I wish pods were fully restartable

· Erkan Erol

+Hi Erkan. Pod-X in my cluster is in CrashLoopBackOff. How can I solve this issue?

-Ohh:/ Most probably it is because of the known EKS issue. Just restart the pod.


-Just delete the pod.

+Really? May I delete any pod in my cluster?

-In theory, you can delete any pod of our application. Nevertheless, be careful :D

I don’t remember how many times I had this conversation, but I have never thought about whether pods are really restartable or not until recently. When I thought about it deeply, I noticed that pods are not fully restartable, they are re-creatable or partially restartable.

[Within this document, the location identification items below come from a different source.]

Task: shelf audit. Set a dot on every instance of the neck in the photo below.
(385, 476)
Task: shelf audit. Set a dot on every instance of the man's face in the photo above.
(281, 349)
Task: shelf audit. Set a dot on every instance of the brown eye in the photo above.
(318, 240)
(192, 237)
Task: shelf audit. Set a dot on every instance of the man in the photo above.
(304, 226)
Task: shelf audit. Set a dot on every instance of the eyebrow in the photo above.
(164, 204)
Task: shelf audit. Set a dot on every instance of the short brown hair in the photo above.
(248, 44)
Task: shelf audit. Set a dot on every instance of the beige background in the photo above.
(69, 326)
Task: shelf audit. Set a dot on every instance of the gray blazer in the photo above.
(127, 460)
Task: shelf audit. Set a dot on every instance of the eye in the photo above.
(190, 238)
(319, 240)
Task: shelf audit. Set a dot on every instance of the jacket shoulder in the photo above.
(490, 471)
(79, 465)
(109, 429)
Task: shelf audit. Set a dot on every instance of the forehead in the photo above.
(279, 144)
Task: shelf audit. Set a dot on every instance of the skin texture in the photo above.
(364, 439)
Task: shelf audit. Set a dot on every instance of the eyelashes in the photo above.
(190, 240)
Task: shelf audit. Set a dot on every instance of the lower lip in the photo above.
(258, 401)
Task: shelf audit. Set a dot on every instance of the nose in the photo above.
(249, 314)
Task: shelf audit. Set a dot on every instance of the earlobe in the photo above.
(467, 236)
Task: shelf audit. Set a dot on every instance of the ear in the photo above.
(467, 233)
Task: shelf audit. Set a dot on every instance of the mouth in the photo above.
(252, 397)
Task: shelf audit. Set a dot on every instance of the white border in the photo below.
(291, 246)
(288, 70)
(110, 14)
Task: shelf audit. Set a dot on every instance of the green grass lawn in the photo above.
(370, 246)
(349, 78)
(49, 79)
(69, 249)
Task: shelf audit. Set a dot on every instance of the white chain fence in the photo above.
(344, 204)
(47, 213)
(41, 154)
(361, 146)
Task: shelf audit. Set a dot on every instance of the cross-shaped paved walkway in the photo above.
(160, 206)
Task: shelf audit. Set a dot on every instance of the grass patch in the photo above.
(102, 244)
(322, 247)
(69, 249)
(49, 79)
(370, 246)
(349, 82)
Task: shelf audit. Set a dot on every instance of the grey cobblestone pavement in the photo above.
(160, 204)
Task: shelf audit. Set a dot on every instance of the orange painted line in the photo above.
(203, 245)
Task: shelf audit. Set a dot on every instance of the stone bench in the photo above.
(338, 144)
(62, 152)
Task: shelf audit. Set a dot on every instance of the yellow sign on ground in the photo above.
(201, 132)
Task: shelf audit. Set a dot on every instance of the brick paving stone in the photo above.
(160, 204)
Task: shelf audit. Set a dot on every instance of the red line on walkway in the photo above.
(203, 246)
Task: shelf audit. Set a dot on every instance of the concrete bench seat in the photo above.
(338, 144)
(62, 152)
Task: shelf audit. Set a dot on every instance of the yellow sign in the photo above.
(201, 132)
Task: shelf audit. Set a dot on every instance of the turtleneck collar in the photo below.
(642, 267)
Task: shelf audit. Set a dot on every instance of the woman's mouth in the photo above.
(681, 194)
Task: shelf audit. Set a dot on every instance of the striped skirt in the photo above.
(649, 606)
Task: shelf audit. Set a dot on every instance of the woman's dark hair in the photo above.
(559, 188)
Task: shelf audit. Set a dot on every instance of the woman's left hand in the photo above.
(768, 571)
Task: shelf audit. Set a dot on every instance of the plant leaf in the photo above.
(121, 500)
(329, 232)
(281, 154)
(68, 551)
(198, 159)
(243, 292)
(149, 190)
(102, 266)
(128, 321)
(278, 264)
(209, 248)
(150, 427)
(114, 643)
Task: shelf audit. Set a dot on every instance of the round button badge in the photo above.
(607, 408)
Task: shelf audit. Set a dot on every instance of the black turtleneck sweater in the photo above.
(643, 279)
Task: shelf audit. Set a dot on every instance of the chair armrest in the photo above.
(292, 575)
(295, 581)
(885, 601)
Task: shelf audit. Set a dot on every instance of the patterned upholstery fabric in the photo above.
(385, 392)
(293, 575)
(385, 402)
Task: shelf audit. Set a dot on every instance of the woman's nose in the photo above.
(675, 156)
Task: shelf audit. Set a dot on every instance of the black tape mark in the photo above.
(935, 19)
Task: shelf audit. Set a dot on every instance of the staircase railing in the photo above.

This blog post consists of my understanding and my comments. Please ping me if there is something wrong.

Thinking out loud

What is “restart”? RE - START. It has “re” prefix. It means doing something again. So restart means starting again. Not “running again”. What is the difference?

We are using “rerun” for the things which finish in a short period such as cli commands. For example “Rerun kubectl delete secrets --all command to ensure that all secrets are deleted.” We mostly rerun a thing when some external things have changed and when we want to benefit from its execution for the changed state again.

We are using “restart” for the things which run until someone stops them such as daemon processes, computers, phones etc. For example, “Is the phone screen frozen? Just restart it.”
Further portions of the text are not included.